The flu is quite contagious and is transmitted from one person to another primarily by coughing and sneezing. Between one and four days pass from the time you’re infected until you begin to show symptoms, two days is about the average incubation period for the flu virus. You can infect others from about one day before symptoms begin until about five days after they start. With children, the period of infectivity can be longer. You’re probably quite familiar with the symptoms. There is an abrupt onset of fever, muscle ache, headache, and malaise. You get a nonproductive (dry) cough, and sometimes a sore throat and a runny nose. The symptoms are difficult to distinguish from the symptoms of other respiratory diseases, and the only sure way of knowing you have the flu is by getting an antigen test or a lab culture done. Most otherwise healthy people don’t bother with this because in a few days they feel better anyway.
There are some antiviral medicines, which we’ll get to in a moment, but their effectiveness is limited. The only really effective treatment is prophylactic, that is, the flu vaccine. If someone tells you, and someone probably already has told you, that he got the flu from the flu vaccine, he is mistaken. You cannot get the flu from the flu vaccine.

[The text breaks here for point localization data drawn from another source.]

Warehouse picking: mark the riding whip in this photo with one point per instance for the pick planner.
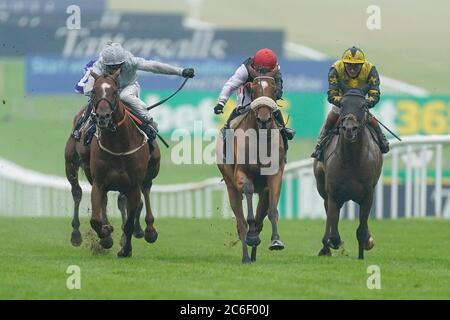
(162, 101)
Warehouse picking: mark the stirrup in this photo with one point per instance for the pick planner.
(76, 134)
(89, 134)
(288, 132)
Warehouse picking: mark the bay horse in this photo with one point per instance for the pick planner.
(350, 171)
(118, 159)
(245, 178)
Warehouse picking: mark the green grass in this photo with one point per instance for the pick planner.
(34, 131)
(200, 259)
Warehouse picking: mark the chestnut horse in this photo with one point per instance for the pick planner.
(118, 159)
(247, 177)
(350, 171)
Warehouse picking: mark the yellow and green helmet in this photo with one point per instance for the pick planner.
(353, 55)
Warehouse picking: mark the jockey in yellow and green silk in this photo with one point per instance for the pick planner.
(352, 71)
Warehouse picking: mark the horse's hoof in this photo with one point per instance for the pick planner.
(107, 229)
(138, 234)
(123, 240)
(75, 238)
(370, 243)
(276, 245)
(253, 240)
(334, 243)
(106, 242)
(253, 255)
(324, 252)
(246, 260)
(151, 236)
(124, 253)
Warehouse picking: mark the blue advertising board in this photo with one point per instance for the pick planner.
(160, 36)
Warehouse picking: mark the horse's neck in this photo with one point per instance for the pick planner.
(352, 153)
(124, 133)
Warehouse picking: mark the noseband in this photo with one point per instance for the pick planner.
(112, 104)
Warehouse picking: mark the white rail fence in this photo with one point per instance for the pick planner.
(415, 190)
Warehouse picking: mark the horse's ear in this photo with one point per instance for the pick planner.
(94, 75)
(273, 72)
(252, 72)
(117, 73)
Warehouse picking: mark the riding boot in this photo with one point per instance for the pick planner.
(90, 131)
(383, 142)
(76, 133)
(234, 114)
(150, 127)
(324, 134)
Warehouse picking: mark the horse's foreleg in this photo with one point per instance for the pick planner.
(241, 225)
(246, 187)
(72, 167)
(97, 219)
(325, 251)
(274, 186)
(151, 235)
(133, 199)
(122, 205)
(261, 213)
(365, 240)
(334, 239)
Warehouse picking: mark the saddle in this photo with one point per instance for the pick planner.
(335, 131)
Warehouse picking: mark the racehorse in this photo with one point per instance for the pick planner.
(118, 159)
(350, 171)
(245, 178)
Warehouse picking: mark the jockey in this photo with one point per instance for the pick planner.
(113, 57)
(264, 60)
(350, 72)
(85, 82)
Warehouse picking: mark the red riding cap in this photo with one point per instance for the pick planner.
(265, 58)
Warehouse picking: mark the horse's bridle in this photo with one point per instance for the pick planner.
(260, 84)
(112, 104)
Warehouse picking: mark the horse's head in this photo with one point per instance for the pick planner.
(352, 114)
(263, 90)
(105, 98)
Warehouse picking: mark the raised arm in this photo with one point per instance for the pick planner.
(156, 67)
(236, 80)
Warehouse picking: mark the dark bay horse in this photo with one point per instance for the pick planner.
(350, 171)
(118, 159)
(247, 177)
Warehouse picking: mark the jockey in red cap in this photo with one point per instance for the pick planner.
(264, 60)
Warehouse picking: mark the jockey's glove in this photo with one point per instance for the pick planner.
(218, 109)
(188, 73)
(368, 104)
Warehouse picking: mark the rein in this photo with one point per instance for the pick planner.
(126, 153)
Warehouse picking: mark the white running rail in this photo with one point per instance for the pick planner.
(25, 192)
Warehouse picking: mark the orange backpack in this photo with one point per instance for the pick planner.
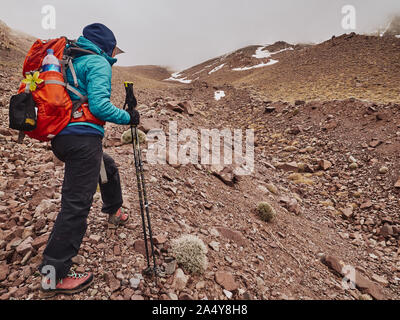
(43, 107)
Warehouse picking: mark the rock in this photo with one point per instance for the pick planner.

There are three different kinds of vaccine. One is prepared from killed (inactivated) virus that has been grown in hen’s eggs and is highly purified; the two others contain no virus at all, only the part of the virus that induces an immune response (these are called the purified-surface-antigen preparation and the subvirion preparation, and sometimes both are referred to as “split virus” preparations).
None of these can cause the flu. This does not mean, however, that you cannot get the flu after you have had the vaccine. The vaccine is, as we said above, about 80 percent effective, and that’s against the viruses it is designed to combat. It’s largely ineffective against other strains. So you might get the flu after you have the vaccine and then mistakenly attribute your flu to the vaccine. You did not, however, get the flu because you had the shot. Very rarely, the inactivated vaccine can cause a fever, but it’s not the flu. For this reason the subvirion and purified-surface-antigen preparations, which are less likely to provoke this reaction, are recommended for children. (In the 2001–2002 season, the only vaccines distributed in the United States were of the split virus type.)
Should you get the flu vaccine this year? The CDC recommends that any person over the age of six months who is at increased risk for complications from the flu should get the shot. This means you should get the flu vaccine if you:
• Are over age 50.
• Are a resident of a nursing home or any other chronic care facility.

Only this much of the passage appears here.